Irwin 23

Development
- Designer: Ted Irwin
- Location: United States
- Year: 1968
- Builder: Irwin Yachts
- Role: Cruiser
- Name: Irwin 23

Boat
- Displacement: 3,200 lb (1,451 kg)
- Draft: 5.75 ft (1.75 m) with centerboard down

Hull
- Type: monohull
- Construction: fiberglass
- LOA: 23.00 ft (7.01 m)
- LWL: 18.50 ft (5.64 m)
- Beam: 8.00 ft (2.44 m)
- Engine: outboard motor

Hull appendages
- Keel: fin keel with centerboard
- Ballast: 1,500 lb (680 kg)
- Rudder: internally-mounted spade-type rudder

Rig
- Rig type: Bermuda rig
- I foretriangle height: 28.50 ft (8.69 m)
- J foretriangle base: 9.50 ft (2.90 m)
- P mainsail luff: 25.00 ft (7.62 m)
- E mainsail foot: 10.25 ft (3.12 m)

Sails
- Sailplan: masthead sloop
- Mainsail area: 128.13 sq ft (11.904 m^{2})
- Jib/genoa area: 135.38 sq ft (12.577 m^{2})
- Total sail area: 263.50 sq ft (24.480 m^{2})

Racing
- PHRF: 252

= Irwin 23 =

Sailboat class

The Irwin 23 is an American trailerable sailboat that was designed by Ted Irwin as a cruiser and first built in 1968.

==Production==
The design was built by Irwin Yachts in the United States, from 1968 until 1975, but it is now out of production.

==Design==
The Irwin 23 is a recreational keelboat, built predominantly of fiberglass, with wood trim. It has a masthead sloop rig, a spooned raked stem, a plumb transom, an internally mounted spade-type rudder controlled by a tiller and a fixed fin keel, with retractable centerboard. It displaces 3200 lb and carries 1500 lb of lead ballast.

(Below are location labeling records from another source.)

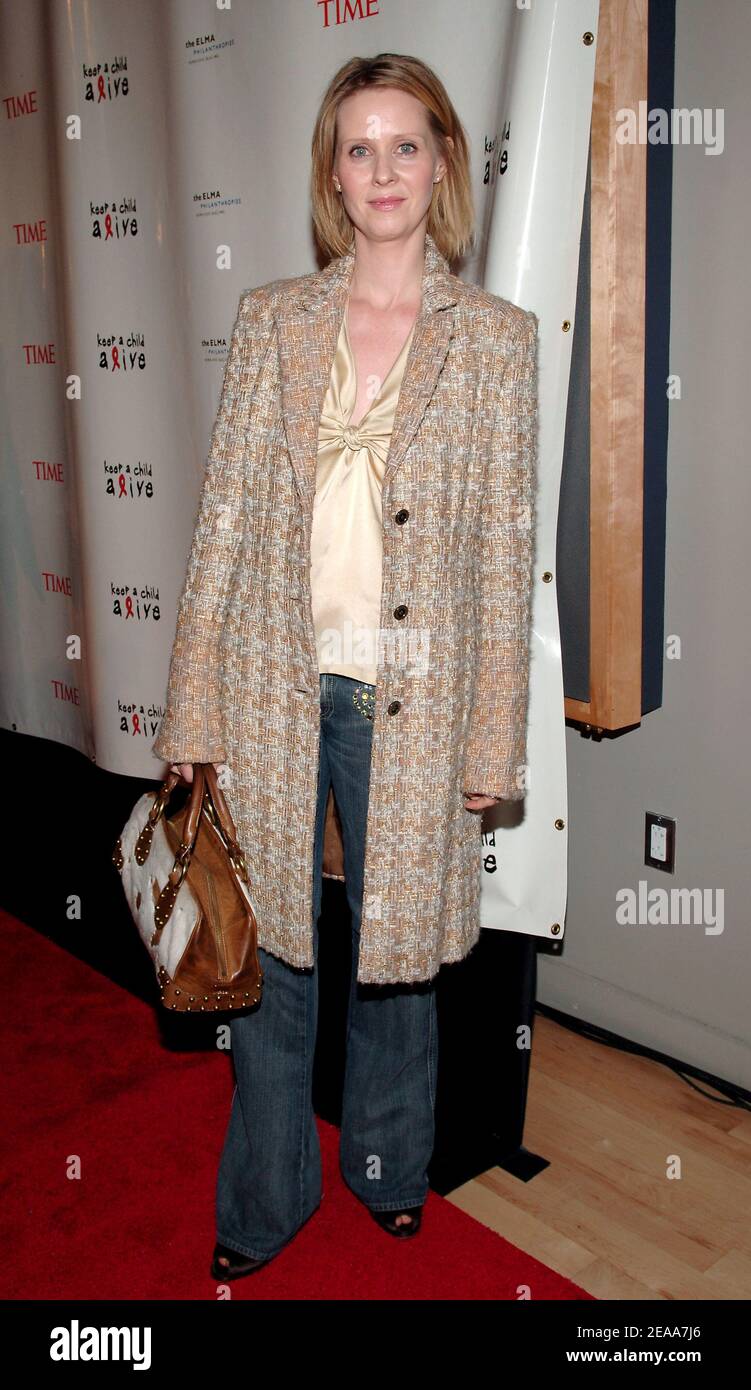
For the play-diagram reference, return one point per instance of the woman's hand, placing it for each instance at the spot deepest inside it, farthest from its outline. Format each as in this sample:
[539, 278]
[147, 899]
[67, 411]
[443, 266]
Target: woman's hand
[474, 801]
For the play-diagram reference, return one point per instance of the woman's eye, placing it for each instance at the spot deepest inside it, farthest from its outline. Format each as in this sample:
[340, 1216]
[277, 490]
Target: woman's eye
[405, 145]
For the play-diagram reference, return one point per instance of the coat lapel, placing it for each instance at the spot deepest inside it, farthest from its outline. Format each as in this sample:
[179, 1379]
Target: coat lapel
[308, 328]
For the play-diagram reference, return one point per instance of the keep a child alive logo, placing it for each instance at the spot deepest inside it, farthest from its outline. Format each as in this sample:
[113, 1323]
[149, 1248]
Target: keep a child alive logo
[114, 221]
[105, 81]
[135, 603]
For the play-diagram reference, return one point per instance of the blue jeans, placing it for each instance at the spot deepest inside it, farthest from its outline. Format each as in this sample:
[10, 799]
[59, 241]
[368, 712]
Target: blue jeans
[270, 1171]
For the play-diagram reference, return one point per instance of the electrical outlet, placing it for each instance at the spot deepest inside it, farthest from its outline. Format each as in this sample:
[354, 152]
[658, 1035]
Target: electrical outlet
[659, 843]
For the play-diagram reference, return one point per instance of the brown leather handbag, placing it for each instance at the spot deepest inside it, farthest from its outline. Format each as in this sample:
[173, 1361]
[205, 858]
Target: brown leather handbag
[187, 884]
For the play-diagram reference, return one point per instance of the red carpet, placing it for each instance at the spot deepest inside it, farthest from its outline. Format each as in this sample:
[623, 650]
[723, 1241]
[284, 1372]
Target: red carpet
[88, 1080]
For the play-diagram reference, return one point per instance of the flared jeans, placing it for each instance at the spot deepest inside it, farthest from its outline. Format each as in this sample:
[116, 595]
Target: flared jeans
[270, 1171]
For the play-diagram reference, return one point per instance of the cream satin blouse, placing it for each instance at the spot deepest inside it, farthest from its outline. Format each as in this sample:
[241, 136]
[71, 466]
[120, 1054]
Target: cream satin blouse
[345, 541]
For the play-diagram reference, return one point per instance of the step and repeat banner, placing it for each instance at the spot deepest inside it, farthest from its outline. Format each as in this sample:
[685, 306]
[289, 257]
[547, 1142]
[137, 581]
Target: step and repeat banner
[155, 163]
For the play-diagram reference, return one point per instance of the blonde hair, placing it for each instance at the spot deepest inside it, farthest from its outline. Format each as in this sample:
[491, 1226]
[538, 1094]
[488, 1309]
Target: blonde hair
[451, 214]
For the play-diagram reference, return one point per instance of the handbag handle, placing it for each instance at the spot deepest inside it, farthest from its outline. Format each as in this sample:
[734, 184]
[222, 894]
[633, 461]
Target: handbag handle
[219, 813]
[167, 897]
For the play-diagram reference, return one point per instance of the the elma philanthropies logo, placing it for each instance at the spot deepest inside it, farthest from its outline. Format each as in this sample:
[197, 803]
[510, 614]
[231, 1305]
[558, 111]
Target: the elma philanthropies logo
[86, 1343]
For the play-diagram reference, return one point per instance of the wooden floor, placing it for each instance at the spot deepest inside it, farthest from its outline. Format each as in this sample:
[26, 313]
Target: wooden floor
[605, 1212]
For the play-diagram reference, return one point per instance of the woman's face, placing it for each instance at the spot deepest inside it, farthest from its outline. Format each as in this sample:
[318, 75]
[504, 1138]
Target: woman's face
[385, 161]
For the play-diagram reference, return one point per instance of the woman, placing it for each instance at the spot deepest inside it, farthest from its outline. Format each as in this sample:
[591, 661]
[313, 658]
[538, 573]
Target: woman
[355, 620]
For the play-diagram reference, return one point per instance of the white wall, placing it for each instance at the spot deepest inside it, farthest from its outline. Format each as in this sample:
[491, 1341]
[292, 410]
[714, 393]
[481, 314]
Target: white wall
[673, 987]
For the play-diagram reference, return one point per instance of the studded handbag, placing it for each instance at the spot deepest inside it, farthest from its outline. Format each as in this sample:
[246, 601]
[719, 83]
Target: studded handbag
[187, 884]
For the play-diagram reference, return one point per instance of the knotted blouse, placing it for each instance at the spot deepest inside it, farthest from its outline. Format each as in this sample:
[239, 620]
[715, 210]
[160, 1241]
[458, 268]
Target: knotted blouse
[346, 533]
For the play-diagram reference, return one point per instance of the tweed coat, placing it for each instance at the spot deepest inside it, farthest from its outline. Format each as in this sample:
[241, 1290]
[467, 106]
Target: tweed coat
[452, 684]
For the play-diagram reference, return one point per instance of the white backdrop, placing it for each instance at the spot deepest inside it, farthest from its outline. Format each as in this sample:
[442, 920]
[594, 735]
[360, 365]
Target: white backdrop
[156, 161]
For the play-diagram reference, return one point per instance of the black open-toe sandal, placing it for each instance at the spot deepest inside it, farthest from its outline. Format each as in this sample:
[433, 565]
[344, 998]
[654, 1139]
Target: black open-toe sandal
[388, 1221]
[238, 1265]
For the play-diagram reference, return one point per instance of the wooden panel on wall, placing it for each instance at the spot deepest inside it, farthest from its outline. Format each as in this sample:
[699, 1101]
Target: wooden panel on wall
[616, 391]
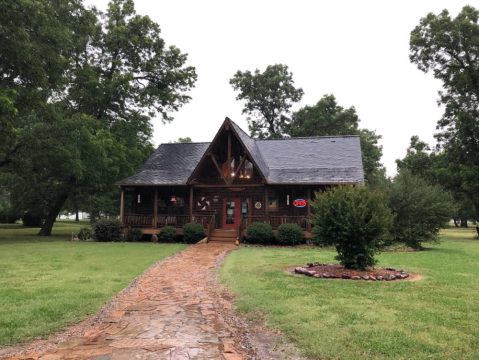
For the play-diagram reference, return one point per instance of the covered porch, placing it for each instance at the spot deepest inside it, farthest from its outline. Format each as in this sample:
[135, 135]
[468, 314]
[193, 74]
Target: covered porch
[220, 207]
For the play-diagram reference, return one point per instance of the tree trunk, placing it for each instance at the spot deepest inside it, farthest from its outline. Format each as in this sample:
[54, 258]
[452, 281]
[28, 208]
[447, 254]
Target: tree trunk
[46, 229]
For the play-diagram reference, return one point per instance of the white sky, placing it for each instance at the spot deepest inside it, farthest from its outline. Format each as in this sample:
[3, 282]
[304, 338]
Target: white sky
[356, 50]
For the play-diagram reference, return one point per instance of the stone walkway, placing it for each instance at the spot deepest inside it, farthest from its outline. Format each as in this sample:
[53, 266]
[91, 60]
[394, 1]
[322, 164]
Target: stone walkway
[171, 313]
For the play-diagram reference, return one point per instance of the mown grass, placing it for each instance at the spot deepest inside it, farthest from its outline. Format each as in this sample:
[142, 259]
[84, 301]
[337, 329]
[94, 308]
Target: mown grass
[434, 318]
[48, 283]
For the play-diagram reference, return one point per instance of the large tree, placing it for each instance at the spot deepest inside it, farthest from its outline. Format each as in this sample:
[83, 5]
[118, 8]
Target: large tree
[95, 127]
[433, 166]
[326, 118]
[268, 98]
[449, 48]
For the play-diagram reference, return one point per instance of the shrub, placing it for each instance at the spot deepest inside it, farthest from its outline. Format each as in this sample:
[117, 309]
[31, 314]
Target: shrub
[193, 232]
[31, 218]
[133, 234]
[259, 233]
[419, 210]
[167, 234]
[354, 220]
[85, 234]
[107, 230]
[290, 234]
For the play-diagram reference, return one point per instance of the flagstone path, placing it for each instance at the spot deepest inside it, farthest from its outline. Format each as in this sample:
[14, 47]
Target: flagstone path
[171, 313]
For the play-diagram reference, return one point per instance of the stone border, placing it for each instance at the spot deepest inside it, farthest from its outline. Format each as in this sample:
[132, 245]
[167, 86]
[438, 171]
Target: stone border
[392, 274]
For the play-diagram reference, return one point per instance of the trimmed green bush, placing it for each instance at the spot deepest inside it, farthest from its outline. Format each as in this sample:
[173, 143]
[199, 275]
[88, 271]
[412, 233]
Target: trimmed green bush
[290, 234]
[259, 233]
[133, 234]
[107, 230]
[193, 232]
[353, 219]
[85, 234]
[167, 234]
[419, 209]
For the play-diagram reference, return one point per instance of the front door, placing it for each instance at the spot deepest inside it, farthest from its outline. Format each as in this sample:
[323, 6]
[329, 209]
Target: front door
[231, 213]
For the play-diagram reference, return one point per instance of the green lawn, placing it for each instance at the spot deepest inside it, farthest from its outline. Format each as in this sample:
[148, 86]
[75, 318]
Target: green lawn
[435, 318]
[48, 283]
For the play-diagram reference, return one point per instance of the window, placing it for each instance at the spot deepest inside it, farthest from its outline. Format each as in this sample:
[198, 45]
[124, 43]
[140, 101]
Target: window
[272, 203]
[247, 170]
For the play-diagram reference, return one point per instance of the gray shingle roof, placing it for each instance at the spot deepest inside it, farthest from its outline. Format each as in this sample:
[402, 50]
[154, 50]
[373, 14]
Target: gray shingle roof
[326, 159]
[252, 148]
[315, 160]
[170, 164]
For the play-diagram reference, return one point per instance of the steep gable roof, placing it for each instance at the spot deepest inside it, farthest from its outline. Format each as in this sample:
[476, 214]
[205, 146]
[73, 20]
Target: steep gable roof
[325, 160]
[247, 142]
[170, 164]
[311, 160]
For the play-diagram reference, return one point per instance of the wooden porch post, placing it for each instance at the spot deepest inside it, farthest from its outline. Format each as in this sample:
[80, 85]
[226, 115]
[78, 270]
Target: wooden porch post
[308, 223]
[155, 210]
[266, 200]
[122, 206]
[191, 203]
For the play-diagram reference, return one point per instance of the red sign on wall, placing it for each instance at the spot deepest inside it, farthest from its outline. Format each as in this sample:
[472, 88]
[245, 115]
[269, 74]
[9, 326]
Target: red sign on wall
[300, 203]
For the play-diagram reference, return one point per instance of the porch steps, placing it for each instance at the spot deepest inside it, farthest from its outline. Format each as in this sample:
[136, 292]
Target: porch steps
[223, 236]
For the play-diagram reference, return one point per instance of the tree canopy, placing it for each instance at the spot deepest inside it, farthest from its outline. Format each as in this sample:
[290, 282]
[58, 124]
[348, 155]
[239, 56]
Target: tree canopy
[90, 122]
[268, 98]
[449, 48]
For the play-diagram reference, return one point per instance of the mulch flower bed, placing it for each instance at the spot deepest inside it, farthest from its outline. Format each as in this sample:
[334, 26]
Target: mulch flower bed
[335, 271]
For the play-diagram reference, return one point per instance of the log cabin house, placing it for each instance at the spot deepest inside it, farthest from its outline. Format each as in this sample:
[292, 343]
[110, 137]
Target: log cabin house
[235, 180]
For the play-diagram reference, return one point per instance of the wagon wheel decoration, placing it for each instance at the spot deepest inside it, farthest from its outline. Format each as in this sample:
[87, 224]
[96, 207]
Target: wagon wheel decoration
[204, 204]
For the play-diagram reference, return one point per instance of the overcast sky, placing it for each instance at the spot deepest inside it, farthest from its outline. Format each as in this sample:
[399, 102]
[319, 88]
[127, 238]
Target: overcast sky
[356, 50]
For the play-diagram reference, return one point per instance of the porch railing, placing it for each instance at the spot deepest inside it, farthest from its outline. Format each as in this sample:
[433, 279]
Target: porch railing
[140, 220]
[277, 220]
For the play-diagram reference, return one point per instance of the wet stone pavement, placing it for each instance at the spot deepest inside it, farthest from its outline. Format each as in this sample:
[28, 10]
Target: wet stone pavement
[170, 313]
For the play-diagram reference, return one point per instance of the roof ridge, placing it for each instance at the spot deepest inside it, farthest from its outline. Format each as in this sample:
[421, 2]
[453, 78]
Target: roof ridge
[310, 137]
[194, 142]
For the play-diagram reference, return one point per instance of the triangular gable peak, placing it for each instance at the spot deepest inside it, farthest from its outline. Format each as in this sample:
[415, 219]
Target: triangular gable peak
[227, 160]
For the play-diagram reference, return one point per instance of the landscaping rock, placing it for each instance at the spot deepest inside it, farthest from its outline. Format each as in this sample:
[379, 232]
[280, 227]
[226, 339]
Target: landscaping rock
[336, 271]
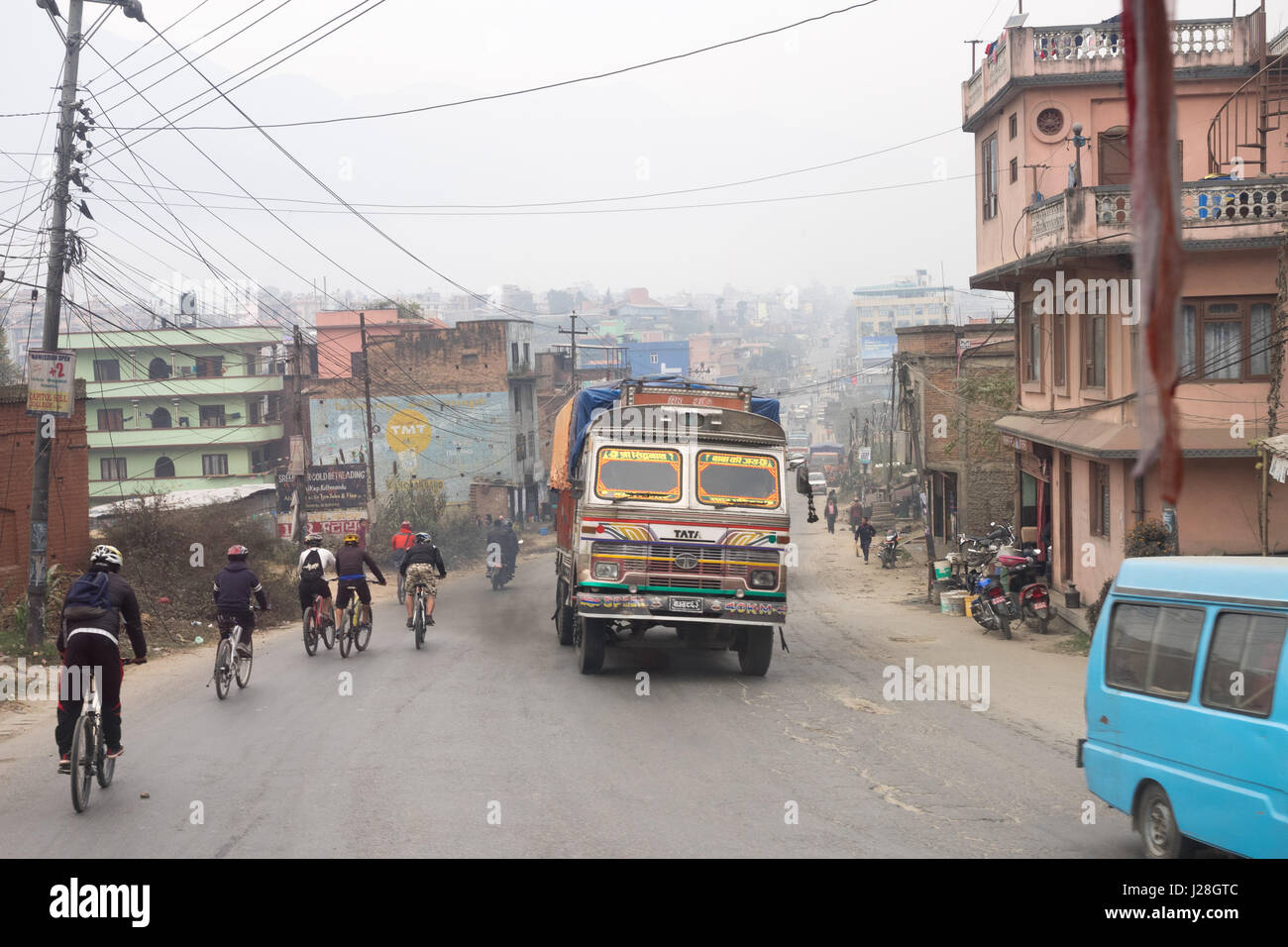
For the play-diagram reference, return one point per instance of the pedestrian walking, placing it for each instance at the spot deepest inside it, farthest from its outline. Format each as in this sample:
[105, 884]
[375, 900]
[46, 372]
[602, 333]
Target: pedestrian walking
[863, 532]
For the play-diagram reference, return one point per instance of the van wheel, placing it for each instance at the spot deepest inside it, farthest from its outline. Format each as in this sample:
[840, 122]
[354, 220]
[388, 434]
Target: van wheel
[589, 642]
[756, 651]
[1157, 823]
[563, 616]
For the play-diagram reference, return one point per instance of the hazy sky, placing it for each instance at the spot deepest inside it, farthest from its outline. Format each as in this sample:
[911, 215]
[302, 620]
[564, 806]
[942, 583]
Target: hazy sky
[851, 84]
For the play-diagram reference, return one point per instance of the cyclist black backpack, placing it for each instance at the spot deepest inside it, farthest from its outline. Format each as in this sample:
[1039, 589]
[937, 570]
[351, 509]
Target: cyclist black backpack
[89, 598]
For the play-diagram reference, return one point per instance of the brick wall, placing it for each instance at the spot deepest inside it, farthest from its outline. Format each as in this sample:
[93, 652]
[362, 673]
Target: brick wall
[68, 488]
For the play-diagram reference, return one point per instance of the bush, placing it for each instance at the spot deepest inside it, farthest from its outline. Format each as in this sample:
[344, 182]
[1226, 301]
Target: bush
[1149, 539]
[156, 543]
[424, 504]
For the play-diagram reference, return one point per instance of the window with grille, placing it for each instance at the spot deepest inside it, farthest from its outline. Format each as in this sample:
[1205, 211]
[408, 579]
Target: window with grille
[1099, 500]
[988, 167]
[107, 369]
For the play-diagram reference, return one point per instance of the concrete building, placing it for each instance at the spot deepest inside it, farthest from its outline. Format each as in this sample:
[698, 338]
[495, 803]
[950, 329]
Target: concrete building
[455, 405]
[1060, 241]
[174, 408]
[68, 491]
[971, 474]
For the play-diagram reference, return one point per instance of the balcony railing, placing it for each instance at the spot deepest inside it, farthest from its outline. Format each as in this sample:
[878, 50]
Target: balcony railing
[1086, 50]
[1106, 40]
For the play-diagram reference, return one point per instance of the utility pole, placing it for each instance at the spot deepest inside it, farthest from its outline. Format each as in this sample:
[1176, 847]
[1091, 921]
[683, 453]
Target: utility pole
[39, 541]
[301, 517]
[366, 393]
[572, 331]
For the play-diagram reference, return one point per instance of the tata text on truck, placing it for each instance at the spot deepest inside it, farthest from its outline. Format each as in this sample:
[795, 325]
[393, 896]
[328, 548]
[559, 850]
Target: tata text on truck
[671, 514]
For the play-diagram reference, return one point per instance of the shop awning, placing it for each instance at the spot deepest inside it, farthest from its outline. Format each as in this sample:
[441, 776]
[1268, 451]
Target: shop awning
[1119, 441]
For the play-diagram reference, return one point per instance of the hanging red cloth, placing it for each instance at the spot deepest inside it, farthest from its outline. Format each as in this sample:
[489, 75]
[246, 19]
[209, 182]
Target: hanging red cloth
[1154, 196]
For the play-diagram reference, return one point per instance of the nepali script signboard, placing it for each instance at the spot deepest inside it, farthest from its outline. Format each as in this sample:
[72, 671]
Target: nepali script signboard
[51, 382]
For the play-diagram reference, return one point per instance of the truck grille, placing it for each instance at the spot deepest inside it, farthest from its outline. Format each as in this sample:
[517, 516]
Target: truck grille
[716, 567]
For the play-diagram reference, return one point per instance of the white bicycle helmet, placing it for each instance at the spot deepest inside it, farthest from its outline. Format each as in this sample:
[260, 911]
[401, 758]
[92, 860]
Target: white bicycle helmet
[106, 556]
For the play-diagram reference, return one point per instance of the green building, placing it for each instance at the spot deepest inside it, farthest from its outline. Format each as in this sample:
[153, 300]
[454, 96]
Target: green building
[180, 408]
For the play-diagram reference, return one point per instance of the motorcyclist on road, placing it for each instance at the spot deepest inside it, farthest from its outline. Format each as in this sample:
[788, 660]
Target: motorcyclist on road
[90, 638]
[502, 534]
[314, 562]
[233, 589]
[417, 567]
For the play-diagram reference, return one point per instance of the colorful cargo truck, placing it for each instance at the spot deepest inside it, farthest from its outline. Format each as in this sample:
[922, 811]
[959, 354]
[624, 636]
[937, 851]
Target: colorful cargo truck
[671, 513]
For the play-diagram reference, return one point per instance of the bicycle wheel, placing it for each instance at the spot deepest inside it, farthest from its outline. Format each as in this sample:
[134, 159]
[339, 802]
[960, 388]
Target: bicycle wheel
[223, 671]
[310, 634]
[329, 633]
[106, 767]
[82, 763]
[346, 634]
[244, 667]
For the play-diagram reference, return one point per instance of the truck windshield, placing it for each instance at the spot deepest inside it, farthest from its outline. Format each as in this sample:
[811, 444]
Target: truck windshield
[638, 474]
[737, 479]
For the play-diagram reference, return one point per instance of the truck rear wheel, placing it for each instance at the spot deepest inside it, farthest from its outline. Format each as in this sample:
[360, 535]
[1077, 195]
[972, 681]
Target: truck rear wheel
[756, 651]
[563, 615]
[589, 641]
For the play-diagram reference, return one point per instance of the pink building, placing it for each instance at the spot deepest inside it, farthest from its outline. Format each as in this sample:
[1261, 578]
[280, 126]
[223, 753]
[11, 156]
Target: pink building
[340, 337]
[1054, 221]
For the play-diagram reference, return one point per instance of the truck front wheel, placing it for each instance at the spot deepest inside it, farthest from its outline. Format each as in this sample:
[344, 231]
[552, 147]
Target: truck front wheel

The boat has a draft of 5.75 ft with the centerboard extended and 2.42 ft with it retracted, allowing operation in shallow water or ground transportation on a trailer.

The boat is normally fitted with a small 3 to 6 hp outboard motor for docking and maneuvering.

The design has sleeping accommodation for four people, with a double "V"-berth in the bow cabin, a drop-down dinette table and a straight settee in the main cabin and an aft pilot berth on the port side. The galley is located on the port side amidships. The galley is equipped with a sink. The head is located in the bow cabin on the starboard side. Cabin headroom is 57 in.

For sailing downwind the design may be equipped with a symmetrical spinnaker.

The design has a PHRF racing average handicap of 252 and a hull speed of 5.8 kn.

==Operational history==
The boat is supported by an active class club, the Irwin Yacht Owners.

In a 2010 review Steve Henkel wrote, "The Irwin 23 was the smallest boat commercially produced by Irwin, who ended up building hundreds of boats and dozens of models. Best features: Among her comp[etitor]s, the Irwin is probably the fastest boat, despite her PHRF rating and maximum theoretical speed being equal to both the Sovereign [23 and Sovereign Antares], which have no centerboard for going upwind efficiently, as does the Irwin. The Sovereigns also have higher topsides and a taller cabin, which may provide better headroom but contribute 'top hamper' or windage that tends to slow the boat upwind. Worst features: Irwin's construction quality tended to be so-so at best."